Mrs. Peabody was a boldface name in a postwar roster of socialites that included Jacqueline Kennedy Onassis, Babe Paley, Betsey Whitney, Nan Kempner and C Z Guest — a slender, stately woman whom designers like Bill Blass and Donald Brooks loved to dress and who came to prominence in an age when newspapers reported her comings and goings by referring to her only as Mrs. Samuel P. Peabody.

"With her beauty and charm, she epitomizes the simplicity of our type of customer," Donald Brooks told The New York Times in 1963.

But Mrs. Peabody upheld the tradition of social responsibility among the privileged as much as she did the tradition of glamour and aristocratic living. Devoted to the arts in New York City, she was a longtime board member of the New York Shakespeare Festival, a patron of and donor to the American Ballet Theater and chairwoman of the Dance Theater of Harlem.

In the mid-1960s, after reading a column in The New York Herald Tribune called "Where Are Lenny's Friends Now?," about the legal and personal tribulations of the comedian Lenny Bruce, she wrote him a check and became his part-time amanuensis, helping him with his legal research.

In 1967, Mrs. Peabody and her husband, a former teacher and principal, founded Reality House, a drug rehabilitation center in Harlem, where she also worked as a discussion leader with former heroin users confronting addiction. She spent two years at the Postgraduate Center for Mental Health, earning a certificate in psychological counseling.

She later worked with a group called the Renegades Housing Movement, a Hispanic youth gang that was trying to rechannel its energies into rebuilding a crumbling building in East Harlem.

"One night she invited them all for dinner to our apartment," Mr. Peabody recalled in an interview Monday. "The doormen were, well, a little surprised. It was a great night."

In the mid-1980s, after the death of a friend from AIDS, Mrs. Peabody volunteered to work for the Gay Men's Health Crisis. She became a care partner — someone who accepts responsibility for helping an AIDS patient — for dozens of men with AIDS and led support groups for patients' loved ones and caregivers, in addition to raising money for the organization and donating her own to it.

"Mrs. Peabody was someone who recognized the challenge of AIDS long before it was fashionable," Marjorie J. Hill, the chief executive of the Gay Men's Health Crisis, said in an interview on Monday. "She did everything she could, on a personal level and an institutional level, to combat the stigma of the disease among people living with H.I.V. and their caretakers. She left her mark on thousands of lives at G.M.H.C."

Judith Anne Walker was born in Richmond, Va., on May 6, 1930. Her parents divorced when she was a young girl, and her mother, Elizabeth Taylor, married Walter G. Dunnington, a New York lawyer. Young Judith attended Miss Hewitt's Classes, a girl's academy in New York City and graduated from the Ethel Walker School in Simsbury, Conn.

After attending Bryn Mawr for two years, she married Mr. Peabody, in 1951. He was from an illustrious New England family. His great-uncle was a founder of the investment firm Kidder, Peabody; his grandfather founded the Groton School in Massachusetts; his father, Malcolm, was a bishop in the Episcopal church; his brother, Endicott, was governor of Massachusetts in the 1960s, and his sister, Marietta Tree, was appointed by President John F. Kennedy to the United Nations Human Rights Commission.

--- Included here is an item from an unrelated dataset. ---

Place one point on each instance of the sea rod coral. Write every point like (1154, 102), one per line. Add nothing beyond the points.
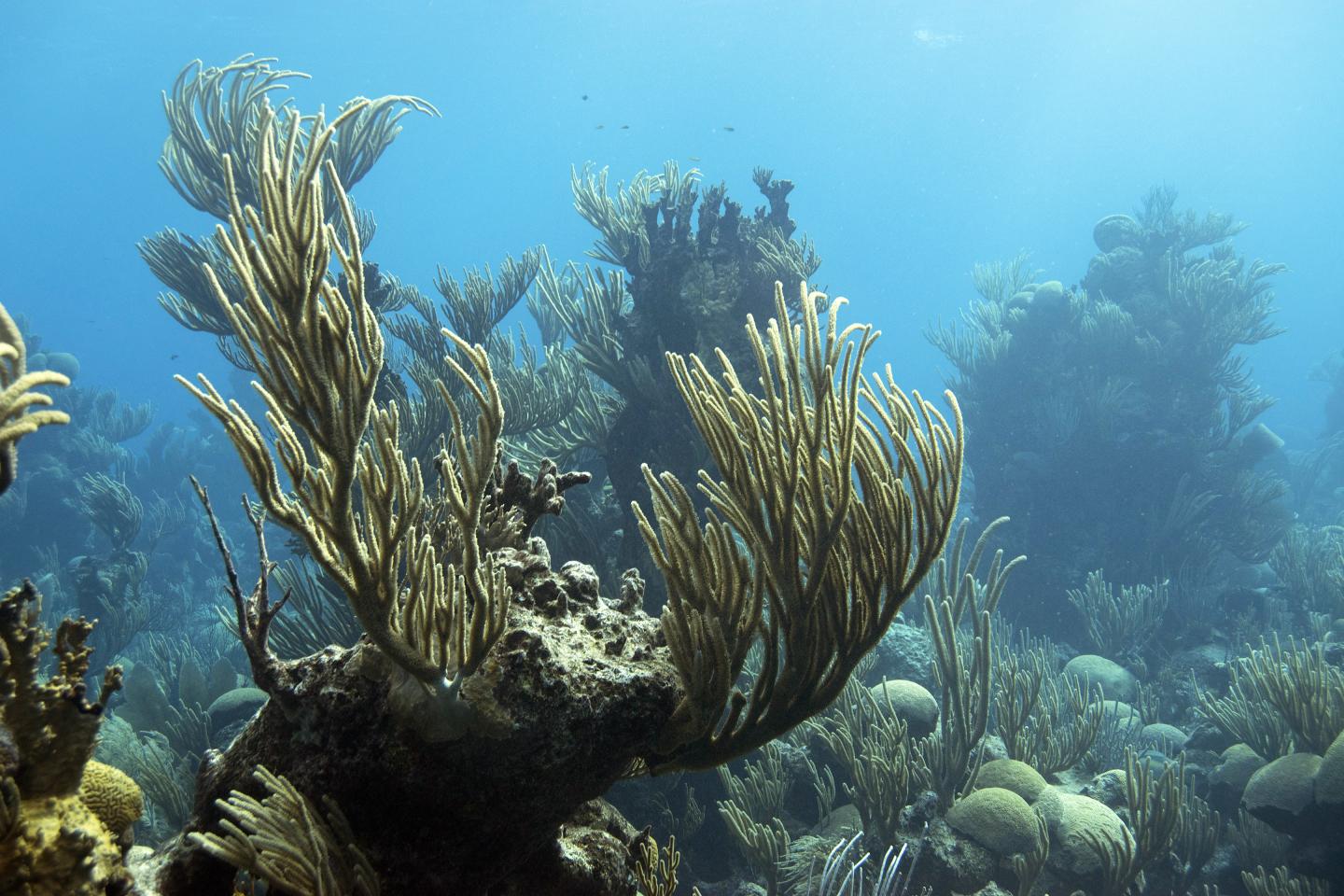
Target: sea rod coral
(492, 700)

In addition to her husband, Mrs. Peabody is survived by a daughter, Elizabeth Taylor Peabody of Manhattan, and a half-brother, Bradford Hastings Walker of Charleston, S.C.

Mr. Peabody said that he met his wife at a dinner party when she was just 20 years old and that they were engaged a week later. She was working at a youth center for delinquents at the time, he said, and for one of their first dates he picked her up there.

"She said, ‘Please don't tell my mother,'" Mr. Peabody recalled. " ‘She thinks I'm having French lessons.'

Funeral services will be held 10:00AM, Saturday, July 31, 2010 at St. Mary, St. Jude Episcopal Church, Northeast Harbor with Reverend Patricia Robertson officiating. Interment will be at Forest Hill Cemetery, Northeast Harbor.

Arrangements by Jordan-Fernald, 1139 Main St., Mt. Desert.